Evidence of quantum phase transition in real-space vacuum entanglement of higher derivative scalar quantum field theories
S. Santhosh Kumar (IISER-TVM), S. Shankaranarayanan (IISER-TVM &, IIT-B)

TL;DR
This paper demonstrates a violation of the area law in a higher-dimensional Bosonic system, providing evidence of a quantum phase transition driven by long-range interactions and zero modes, with implications for condensed matter physics.
Contribution
It presents the first observed violation of the area law in higher-dimensional Bosonic systems and links it to a quantum phase transition caused by next-to-next-to-next nearest neighbor couplings.
Findings
Area law violation observed in a 2D Bosonic model
Quantum phase transition evidenced by entanglement spectra and fidelity
Transition driven by accumulation of angular zero modes
Abstract
In a bipartite set-up, the vacuum state of a free Bosonic scalar field is entangled in real space and satisfies the area-law--- entanglement entropy scales linearly with area of the boundary between the two partitions.

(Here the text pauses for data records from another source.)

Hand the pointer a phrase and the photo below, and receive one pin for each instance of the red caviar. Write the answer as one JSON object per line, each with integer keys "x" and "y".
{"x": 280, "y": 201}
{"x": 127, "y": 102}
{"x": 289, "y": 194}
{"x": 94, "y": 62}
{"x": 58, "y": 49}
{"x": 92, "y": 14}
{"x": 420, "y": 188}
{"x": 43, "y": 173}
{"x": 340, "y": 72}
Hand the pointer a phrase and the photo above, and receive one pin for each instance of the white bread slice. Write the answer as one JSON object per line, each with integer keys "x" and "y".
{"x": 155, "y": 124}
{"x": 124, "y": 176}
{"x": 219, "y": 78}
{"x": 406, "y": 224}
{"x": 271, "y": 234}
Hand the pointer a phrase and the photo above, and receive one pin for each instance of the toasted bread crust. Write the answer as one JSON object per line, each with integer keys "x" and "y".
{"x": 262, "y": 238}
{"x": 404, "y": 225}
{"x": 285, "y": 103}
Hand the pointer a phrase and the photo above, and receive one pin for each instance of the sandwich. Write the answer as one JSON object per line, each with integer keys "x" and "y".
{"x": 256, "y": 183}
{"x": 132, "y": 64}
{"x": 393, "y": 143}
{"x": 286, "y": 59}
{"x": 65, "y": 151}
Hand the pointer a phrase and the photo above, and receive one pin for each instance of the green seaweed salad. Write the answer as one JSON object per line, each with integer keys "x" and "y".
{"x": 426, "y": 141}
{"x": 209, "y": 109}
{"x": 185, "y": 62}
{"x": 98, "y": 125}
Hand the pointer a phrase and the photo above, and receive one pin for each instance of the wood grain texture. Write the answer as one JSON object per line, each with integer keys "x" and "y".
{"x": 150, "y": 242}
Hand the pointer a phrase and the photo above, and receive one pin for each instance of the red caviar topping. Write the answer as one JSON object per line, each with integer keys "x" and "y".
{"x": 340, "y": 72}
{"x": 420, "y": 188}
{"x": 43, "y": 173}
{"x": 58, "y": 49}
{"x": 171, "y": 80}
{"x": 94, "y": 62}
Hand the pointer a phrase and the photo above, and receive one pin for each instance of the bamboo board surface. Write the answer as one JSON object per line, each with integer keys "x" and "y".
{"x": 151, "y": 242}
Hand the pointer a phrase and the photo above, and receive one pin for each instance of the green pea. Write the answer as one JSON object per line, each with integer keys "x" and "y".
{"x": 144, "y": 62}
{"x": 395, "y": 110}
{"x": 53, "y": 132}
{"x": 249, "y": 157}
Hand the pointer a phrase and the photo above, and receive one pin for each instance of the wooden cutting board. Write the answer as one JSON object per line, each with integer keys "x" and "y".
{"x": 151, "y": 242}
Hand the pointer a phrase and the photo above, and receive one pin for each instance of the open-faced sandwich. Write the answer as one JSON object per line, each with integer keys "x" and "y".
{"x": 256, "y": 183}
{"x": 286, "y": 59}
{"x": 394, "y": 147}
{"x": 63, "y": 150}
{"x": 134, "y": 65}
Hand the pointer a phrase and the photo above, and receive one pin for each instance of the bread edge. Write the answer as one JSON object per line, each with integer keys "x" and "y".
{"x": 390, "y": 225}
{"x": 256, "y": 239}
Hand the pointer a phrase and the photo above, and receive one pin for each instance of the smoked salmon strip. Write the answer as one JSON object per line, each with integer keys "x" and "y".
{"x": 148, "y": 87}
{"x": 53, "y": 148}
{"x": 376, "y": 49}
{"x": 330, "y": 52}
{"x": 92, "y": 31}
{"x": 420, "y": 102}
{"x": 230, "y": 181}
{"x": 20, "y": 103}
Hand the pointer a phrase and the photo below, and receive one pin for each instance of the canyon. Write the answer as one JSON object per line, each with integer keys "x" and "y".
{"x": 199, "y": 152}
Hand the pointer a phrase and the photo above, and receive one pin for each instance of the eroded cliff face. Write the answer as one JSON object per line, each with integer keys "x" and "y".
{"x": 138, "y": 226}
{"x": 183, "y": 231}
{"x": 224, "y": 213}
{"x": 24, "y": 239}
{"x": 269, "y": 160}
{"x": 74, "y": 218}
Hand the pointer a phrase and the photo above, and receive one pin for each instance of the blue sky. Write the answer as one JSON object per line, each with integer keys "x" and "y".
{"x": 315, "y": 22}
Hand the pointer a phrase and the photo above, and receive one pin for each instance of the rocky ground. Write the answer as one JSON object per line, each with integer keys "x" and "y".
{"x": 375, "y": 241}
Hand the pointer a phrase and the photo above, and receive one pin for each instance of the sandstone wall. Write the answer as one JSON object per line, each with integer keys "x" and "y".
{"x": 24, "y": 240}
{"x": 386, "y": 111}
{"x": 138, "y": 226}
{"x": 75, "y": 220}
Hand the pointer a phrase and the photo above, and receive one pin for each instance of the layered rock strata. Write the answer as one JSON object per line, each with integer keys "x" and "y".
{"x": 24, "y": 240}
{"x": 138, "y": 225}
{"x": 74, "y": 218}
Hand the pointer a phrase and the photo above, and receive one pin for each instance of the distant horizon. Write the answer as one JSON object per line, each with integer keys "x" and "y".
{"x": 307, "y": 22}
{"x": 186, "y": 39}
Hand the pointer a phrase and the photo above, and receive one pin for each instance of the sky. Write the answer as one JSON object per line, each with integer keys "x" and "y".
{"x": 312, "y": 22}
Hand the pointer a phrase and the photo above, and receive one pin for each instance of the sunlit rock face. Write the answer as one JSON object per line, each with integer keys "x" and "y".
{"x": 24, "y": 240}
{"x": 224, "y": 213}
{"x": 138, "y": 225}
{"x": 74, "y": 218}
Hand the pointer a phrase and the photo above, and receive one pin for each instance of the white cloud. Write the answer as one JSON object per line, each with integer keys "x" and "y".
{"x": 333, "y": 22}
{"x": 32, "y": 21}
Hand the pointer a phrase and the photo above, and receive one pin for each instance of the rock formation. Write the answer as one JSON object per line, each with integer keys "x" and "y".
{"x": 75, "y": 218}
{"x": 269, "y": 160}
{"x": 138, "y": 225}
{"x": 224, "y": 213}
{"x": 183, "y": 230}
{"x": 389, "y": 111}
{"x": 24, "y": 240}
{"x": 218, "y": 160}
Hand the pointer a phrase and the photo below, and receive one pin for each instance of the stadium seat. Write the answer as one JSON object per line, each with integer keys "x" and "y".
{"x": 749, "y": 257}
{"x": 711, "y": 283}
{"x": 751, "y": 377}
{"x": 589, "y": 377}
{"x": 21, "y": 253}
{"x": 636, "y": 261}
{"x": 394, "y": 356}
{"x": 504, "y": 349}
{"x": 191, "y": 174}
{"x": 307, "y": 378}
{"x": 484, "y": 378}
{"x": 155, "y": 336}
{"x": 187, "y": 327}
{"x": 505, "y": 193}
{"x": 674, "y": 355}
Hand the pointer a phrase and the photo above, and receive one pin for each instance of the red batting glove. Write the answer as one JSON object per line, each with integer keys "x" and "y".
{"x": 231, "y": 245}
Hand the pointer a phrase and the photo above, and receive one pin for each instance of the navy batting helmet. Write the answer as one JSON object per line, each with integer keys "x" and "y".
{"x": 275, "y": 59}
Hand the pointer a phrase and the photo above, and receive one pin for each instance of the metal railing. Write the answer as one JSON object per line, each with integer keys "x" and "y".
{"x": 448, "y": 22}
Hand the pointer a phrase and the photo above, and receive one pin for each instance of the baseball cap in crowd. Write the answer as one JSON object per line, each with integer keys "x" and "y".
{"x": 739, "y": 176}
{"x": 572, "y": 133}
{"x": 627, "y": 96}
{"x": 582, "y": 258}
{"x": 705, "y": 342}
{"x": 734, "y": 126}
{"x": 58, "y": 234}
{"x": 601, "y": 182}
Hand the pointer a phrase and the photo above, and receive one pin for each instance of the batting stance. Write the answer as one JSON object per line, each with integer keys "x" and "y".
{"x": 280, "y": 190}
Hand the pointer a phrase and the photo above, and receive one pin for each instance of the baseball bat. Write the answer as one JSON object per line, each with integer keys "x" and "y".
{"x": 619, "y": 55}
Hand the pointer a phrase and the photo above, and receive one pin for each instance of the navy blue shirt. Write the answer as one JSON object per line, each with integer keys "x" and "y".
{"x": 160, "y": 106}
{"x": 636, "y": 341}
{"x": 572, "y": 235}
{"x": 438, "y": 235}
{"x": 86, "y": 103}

In this work, we show that the area law is violated in two spatial dimensional model Hamiltonian having dynamical critical exponent z=3. The model physically corresponds to next-to-next-to-next nearest neighbour coupling terms on a lattice. The result reported here is the first of its kind of violation of area law in Bosonic systems in higher dimensions and signals the evidence of a quantum phase transition. We provide evidence for quantum phase transition both numerically and analytically using quantum Information tools like entanglement spectra, quantum fidelity, and gap in the energy spectra. We identify the cause for this transition due to the accumulation of large…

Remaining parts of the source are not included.